13. A polymeric nanoparticle according to any of claims 1 to 7 wherein the polymeric core comprises a crosslinked hydrophilic polymer.

14. A polymeric nanoparticle according to claim 13 wherein the hydrophilic polymer comprises crosslinked hydrophilic building blocks, at least some of the building blocks being carbohydrates.

15. A polymeric nanoparticle according to any of claims 1 to 14 characterized by having a high water content.

16. A polymeric nanoparticle according to any of claims 1 to 15 which further comprises at least one enhancer molecule covalently attached to the nanoparticle polymeric core structure.

17. A polymeric nanoparticle according to any of claim 1-16 which further comprises at least one polyethylene glycol molecule covalently attached to the nanoparticle polymeric core structure.

18. A polymeric nanoparticle according to any of claims 1 to 17 wherein the peptide moiety is covalently linked directly to a polymer molecule.

19. A polymeric nanoparticle according to any of claims 1 to 17 wherein the peptide moiety is covalently linked to a polymer molecule by a linker molecule.

20. A polymeric nanoparticle according to claim 19 wherein the linker molecule is a polyethylene glycol chain.

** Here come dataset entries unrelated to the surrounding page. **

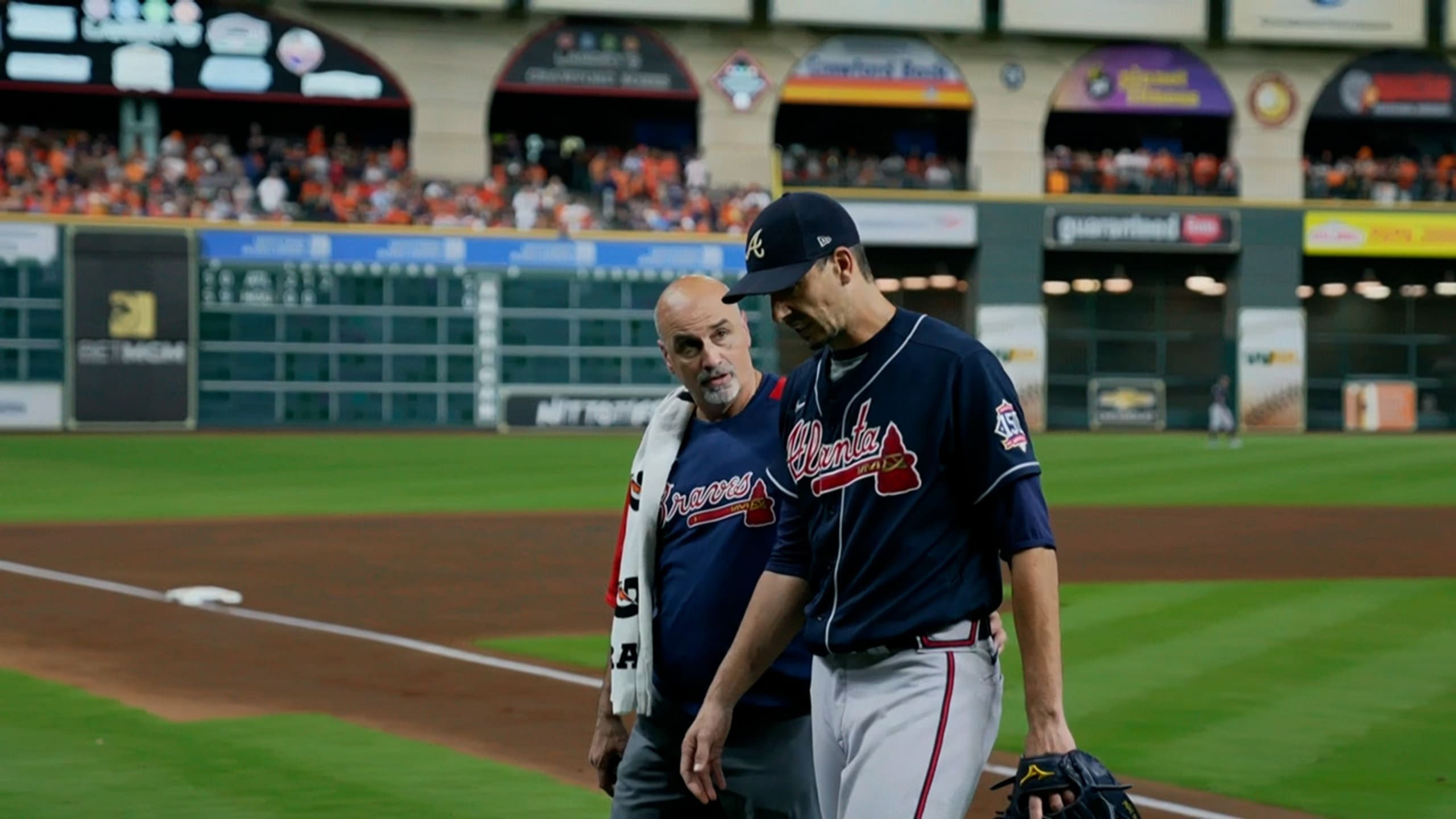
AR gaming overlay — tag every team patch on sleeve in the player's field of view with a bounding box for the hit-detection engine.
[996,398,1027,452]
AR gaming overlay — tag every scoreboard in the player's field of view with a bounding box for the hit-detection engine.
[197,229,777,427]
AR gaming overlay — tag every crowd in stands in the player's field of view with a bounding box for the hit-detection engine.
[780,144,970,191]
[1047,146,1239,197]
[1303,147,1456,202]
[0,125,770,231]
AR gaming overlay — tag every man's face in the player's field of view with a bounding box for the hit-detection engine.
[769,249,858,350]
[658,297,753,411]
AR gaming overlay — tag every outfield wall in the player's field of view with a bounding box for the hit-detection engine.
[9,197,1456,431]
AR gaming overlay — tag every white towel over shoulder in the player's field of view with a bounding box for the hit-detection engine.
[611,389,693,714]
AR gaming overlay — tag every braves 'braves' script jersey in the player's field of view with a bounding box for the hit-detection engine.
[769,309,1054,654]
[599,373,809,713]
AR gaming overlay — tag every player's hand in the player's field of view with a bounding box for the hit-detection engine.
[587,714,627,796]
[1022,718,1077,819]
[679,701,733,804]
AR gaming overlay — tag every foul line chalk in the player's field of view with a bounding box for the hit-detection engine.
[0,560,1239,819]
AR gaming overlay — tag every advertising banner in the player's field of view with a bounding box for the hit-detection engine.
[1227,0,1425,45]
[1002,0,1209,41]
[975,305,1047,433]
[0,383,63,430]
[1087,378,1168,431]
[0,0,409,108]
[1051,44,1233,117]
[1239,308,1305,431]
[198,230,747,277]
[1345,379,1418,433]
[769,0,986,31]
[499,384,673,430]
[780,35,974,111]
[527,0,753,22]
[1310,51,1456,121]
[842,200,975,248]
[495,22,697,99]
[1045,207,1239,254]
[67,226,193,427]
[1305,210,1456,258]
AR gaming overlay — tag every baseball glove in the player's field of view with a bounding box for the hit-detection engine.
[991,751,1141,819]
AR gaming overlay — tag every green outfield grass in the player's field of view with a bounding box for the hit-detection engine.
[483,580,1456,819]
[0,671,610,819]
[0,433,1456,520]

21. A method for the molecular recognition of a biomolecular target, the method comprising exposing the biomolecular target to a water-soluble polymeric nanoparticle functionalized by at least two peptide moieties covalently linked to the nanoparticle polymeric core structure, at least one of the peptide moieties possessing high affinity to proteins expressed on the biomolecular target.

22. A method for controllably releasing a therapeutic protein to an environment in a mammalian body, the method comprising administering to the environment a water-soluble polymeric nanoparticle comprising i) at least two peptide moieties covalently linked to the nanoparticle polymeric core structure, each of the peptide moieties possessing high affinity to the therapeutic protein; and ii) the therapeutic protein noncovalently linked to the peptide moiety and being at least partially enclosed within the nanoparticle.

23. A method for the controlled delivery of a therapeutic protein to the vicinity of a targeted cell or tissue type, the method comprising administering to an environment containing the targeted cell or tissue type, a water-soluble polymeric nanoparticle comprising i) at least two first peptide moieties covalently linked to the nanoparticle polymeric core structure, each of the first peptide moieties possessing high affinity to the targeted cell or tissue type; ii) at least two second peptide moieties covalently linked to the nanoparticle polymeric core structure, each of the second peptide moieties possessing high affinity to the therapeutic protein; and iii) the therapeutic protein noncovalently linked to the second peptide moiety and being at least partially enclosed within the nanoparticle.

24. A method for synthesizing a water-soluble peptide-functionalized polymeric nanoparticle, the method comprising adding an aqueous phase containing hydrophilic building blocks, the building blocks comprising hydrophilic monomers with crosslinkable groups, to an organic solvent comprising at least one surfactant;

reacting the crosslinkable groups of the building blocks to covalently crosslink the building blocks to give a hydrophilic polymeric nanoparticle;

removing surfactant and the organic solvent;

adding peptide moieties to a solution containing the nanoparticle, the peptide moieties comprising a functionality for attachment to the nanoparticle and the peptide moieties possessing high affinity to proteins expressed on a cell or a tissue; and

reacting the peptide moieties and the nanoparticle to covalently bond the peptide and nanoparticle.

25. A method according to claim 24 wherein the aqueous phase further comprises therapeutic proteins and peptide moieties possessing high affinity to the therapeutic proteins.

26. A method according to claim 24 or 25 wherein at least some of the hydrophilic building blocks comprise carbohydrates.